No recurso apresentado ao STF, em 2011, o pedido da Defensoria Pública de São Paulo foi pela descriminalização do porte para consumo de todas as drogas. Assim também havia votado inicialmente Gilmar Mendes, relator da ação, em 2015. Só depois, por influência de Edson Fachin e Luís Roberto Barroso, ele reajustou o voto para limitar-se à cannabis.

Na decisão, embora tenha descriminalizado o porte para uso pessoal, o STF não retirou o caráter ilícito da maconha. Por isso, se uma pessoa for flagrada na rua fumando, terá a droga apreendida, será levada para uma delegacia e um juiz poderá determinar que compareça a um curso educativo e lhe dará uma advertência sobre os malefícios.

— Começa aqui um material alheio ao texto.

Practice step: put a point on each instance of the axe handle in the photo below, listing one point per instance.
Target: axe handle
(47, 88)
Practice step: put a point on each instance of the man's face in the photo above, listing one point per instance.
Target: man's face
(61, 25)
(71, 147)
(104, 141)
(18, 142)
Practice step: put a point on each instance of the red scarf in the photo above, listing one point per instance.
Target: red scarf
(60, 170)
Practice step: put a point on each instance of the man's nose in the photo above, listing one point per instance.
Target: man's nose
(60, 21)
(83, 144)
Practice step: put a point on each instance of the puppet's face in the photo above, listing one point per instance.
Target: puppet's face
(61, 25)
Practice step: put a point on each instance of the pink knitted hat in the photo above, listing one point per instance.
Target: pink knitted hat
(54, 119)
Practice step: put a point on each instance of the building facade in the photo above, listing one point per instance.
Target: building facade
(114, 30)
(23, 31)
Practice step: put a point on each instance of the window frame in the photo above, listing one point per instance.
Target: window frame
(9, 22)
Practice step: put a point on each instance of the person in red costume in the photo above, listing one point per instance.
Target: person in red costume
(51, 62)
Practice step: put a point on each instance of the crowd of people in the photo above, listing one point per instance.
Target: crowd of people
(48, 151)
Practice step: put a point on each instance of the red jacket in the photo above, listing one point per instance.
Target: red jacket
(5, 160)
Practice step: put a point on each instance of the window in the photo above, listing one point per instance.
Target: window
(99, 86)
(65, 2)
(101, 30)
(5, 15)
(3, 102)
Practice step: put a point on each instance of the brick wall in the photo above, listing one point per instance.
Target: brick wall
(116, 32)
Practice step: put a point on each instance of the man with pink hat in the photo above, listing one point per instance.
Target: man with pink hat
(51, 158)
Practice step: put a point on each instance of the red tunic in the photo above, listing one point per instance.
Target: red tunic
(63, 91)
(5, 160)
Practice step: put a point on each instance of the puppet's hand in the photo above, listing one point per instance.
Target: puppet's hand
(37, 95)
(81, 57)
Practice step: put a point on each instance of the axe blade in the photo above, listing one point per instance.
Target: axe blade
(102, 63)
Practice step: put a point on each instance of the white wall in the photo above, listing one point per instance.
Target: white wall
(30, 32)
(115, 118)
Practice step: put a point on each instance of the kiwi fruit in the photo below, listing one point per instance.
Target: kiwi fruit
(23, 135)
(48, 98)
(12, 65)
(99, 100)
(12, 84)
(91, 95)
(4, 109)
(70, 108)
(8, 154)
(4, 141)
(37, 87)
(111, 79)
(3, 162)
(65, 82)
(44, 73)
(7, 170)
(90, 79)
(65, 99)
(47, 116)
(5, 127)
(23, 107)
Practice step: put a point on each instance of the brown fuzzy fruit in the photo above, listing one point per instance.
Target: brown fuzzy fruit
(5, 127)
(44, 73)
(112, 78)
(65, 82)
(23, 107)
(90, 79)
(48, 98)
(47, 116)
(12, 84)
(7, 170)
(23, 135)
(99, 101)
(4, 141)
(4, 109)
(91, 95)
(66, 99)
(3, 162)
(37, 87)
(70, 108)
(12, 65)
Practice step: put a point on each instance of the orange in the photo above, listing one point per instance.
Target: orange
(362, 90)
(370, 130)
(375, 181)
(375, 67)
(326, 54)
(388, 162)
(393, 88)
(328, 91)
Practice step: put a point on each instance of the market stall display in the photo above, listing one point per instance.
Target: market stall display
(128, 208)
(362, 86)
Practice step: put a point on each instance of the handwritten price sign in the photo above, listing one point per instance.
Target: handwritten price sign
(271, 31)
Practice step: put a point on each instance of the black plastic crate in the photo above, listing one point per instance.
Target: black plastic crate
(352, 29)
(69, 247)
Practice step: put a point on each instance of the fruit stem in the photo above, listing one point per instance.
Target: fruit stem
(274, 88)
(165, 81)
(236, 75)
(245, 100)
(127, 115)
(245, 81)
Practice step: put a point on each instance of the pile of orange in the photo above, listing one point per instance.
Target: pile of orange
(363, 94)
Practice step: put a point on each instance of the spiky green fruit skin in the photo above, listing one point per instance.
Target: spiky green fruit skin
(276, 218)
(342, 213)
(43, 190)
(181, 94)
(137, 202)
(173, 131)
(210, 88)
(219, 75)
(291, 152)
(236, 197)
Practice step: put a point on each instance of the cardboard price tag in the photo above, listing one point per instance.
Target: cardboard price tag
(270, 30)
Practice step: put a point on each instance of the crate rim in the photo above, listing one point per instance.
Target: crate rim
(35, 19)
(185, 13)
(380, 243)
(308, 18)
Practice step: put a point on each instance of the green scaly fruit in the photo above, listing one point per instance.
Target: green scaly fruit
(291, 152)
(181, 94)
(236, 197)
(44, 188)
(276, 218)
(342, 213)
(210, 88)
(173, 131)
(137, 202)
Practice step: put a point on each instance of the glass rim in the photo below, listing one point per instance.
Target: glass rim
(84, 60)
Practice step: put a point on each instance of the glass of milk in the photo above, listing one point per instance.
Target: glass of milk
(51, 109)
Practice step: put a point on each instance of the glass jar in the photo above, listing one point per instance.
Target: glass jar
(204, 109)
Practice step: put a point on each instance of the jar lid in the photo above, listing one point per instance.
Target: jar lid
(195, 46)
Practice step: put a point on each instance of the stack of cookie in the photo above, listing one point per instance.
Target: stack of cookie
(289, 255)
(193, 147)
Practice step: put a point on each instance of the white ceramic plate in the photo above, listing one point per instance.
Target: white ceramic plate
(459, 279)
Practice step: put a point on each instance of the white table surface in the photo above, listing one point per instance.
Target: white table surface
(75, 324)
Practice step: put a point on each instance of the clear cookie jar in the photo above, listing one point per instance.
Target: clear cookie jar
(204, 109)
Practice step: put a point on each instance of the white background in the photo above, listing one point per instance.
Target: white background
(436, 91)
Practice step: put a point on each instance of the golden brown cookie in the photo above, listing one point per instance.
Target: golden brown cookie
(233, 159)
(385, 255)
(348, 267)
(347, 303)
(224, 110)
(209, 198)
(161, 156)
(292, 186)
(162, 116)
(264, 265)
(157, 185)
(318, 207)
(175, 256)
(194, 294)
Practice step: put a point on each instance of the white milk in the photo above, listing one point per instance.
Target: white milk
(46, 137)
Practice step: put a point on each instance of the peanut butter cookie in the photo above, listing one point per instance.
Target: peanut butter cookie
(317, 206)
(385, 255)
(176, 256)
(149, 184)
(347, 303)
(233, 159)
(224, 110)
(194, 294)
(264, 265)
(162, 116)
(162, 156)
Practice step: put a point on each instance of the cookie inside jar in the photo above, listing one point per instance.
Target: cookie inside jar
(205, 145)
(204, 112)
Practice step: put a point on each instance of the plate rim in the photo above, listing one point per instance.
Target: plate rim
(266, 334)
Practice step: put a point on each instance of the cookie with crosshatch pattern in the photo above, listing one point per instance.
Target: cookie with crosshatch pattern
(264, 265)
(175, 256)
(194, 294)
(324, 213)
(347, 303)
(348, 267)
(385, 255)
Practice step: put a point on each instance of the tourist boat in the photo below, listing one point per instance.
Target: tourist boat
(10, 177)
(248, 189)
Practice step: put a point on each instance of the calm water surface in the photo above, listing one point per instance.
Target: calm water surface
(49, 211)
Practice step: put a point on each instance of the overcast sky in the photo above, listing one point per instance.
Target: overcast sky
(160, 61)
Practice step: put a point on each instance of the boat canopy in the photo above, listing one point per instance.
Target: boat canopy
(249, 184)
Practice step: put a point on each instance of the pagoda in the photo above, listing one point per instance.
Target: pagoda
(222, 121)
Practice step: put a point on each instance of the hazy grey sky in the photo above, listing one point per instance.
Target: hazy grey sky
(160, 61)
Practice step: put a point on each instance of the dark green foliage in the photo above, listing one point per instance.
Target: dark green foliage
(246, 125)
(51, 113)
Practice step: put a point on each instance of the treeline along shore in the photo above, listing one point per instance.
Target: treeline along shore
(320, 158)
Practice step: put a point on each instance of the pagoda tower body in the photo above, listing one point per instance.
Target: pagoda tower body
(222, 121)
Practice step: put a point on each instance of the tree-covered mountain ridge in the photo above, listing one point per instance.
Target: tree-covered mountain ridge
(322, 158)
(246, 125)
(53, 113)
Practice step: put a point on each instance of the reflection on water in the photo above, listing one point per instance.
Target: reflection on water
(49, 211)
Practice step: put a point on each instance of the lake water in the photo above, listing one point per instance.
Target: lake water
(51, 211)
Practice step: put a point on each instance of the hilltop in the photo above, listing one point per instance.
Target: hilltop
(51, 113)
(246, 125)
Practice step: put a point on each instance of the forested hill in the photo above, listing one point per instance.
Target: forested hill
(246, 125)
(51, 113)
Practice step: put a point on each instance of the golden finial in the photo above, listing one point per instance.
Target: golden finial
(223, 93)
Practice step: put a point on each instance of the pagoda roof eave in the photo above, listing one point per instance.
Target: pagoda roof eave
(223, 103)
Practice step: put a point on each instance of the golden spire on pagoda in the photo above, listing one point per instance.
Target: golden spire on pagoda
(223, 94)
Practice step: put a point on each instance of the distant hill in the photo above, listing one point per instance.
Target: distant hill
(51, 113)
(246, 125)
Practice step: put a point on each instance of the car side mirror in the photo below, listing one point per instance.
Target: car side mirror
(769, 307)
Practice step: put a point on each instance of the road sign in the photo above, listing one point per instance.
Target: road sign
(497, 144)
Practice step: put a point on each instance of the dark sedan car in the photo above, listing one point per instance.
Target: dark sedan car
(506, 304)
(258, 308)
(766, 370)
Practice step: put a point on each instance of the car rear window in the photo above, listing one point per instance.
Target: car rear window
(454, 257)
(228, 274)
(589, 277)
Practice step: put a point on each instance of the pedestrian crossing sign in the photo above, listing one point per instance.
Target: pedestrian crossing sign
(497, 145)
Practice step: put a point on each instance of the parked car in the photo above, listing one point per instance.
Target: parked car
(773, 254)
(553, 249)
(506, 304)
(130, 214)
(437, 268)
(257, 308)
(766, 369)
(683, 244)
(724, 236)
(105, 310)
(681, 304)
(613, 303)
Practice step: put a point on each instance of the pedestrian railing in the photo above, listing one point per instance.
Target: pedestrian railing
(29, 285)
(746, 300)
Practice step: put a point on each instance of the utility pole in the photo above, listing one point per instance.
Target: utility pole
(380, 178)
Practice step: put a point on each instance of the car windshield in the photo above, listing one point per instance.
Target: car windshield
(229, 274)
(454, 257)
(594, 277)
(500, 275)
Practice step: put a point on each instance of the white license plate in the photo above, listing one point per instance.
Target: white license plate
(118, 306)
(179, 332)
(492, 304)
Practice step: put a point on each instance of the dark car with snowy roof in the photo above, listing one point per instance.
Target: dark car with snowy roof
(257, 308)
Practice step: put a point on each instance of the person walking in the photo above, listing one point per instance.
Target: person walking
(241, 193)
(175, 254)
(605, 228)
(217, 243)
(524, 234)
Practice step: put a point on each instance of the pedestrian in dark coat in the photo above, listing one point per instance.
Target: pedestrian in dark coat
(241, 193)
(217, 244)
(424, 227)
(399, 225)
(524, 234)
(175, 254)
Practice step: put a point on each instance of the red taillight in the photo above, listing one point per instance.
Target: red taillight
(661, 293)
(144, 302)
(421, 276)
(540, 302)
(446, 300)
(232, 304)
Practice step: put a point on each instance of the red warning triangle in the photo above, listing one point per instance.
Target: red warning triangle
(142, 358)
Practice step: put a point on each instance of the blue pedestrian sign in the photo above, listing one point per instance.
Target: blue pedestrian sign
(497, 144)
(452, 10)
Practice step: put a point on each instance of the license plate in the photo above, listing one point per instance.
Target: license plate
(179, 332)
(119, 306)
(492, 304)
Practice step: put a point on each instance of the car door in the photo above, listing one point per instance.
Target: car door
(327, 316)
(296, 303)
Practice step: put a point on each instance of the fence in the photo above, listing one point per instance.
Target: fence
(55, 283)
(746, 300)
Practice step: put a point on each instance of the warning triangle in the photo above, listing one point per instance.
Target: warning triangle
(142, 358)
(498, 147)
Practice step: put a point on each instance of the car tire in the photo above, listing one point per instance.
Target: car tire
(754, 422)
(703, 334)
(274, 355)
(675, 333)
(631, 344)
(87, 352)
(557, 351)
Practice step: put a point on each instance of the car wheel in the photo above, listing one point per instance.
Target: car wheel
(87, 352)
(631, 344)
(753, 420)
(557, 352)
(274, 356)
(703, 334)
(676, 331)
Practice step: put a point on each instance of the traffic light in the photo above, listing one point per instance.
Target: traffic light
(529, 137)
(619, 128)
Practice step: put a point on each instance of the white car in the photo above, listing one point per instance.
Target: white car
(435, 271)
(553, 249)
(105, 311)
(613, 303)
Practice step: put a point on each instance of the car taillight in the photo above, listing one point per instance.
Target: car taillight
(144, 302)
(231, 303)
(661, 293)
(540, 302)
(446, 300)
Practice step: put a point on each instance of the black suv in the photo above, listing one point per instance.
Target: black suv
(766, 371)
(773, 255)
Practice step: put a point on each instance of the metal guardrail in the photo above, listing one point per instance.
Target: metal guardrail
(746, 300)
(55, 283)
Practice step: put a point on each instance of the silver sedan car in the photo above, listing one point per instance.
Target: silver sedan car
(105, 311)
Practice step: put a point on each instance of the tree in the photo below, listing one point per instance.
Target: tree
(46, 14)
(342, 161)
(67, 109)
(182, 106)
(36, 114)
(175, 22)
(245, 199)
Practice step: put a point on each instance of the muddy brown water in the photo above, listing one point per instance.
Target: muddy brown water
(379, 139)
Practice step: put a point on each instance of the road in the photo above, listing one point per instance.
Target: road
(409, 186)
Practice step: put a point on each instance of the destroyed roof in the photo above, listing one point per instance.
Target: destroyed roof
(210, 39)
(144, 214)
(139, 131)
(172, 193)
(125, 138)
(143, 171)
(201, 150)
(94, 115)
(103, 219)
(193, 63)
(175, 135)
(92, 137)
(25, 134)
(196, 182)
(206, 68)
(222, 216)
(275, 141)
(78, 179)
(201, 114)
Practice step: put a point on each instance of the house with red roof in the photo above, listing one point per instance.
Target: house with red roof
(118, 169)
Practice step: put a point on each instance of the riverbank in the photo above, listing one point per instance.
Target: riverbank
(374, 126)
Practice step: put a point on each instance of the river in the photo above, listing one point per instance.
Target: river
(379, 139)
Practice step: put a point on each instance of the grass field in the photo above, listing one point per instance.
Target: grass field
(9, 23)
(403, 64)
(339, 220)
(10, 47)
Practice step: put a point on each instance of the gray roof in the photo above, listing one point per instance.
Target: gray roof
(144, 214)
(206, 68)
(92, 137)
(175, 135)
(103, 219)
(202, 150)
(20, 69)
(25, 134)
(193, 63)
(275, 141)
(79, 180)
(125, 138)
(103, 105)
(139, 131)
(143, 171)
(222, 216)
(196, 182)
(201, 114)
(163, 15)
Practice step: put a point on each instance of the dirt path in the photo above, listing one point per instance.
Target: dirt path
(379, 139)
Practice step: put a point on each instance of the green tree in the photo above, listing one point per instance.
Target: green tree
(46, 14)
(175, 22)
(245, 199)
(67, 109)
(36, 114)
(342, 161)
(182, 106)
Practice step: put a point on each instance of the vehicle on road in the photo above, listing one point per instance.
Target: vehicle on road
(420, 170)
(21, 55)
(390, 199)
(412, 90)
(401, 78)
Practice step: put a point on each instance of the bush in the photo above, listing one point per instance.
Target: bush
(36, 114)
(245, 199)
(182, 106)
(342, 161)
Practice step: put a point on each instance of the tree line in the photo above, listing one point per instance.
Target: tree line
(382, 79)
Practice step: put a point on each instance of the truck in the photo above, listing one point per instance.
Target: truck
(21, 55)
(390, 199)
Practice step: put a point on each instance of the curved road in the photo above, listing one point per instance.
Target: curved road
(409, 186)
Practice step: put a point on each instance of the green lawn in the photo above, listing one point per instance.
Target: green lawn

Muneratti, por sua vez, é favorável não apenas à descriminalização, mas também à legalização da maconha, o que permitiria o cultivo, a produção e a comercialização da droga sob supervisão estatal. Seu argumento é o mesmo de outros ativistas pró-cannabis: o de que a clandestinidade só favorece o crime organizado, que monopoliza o fornecimento.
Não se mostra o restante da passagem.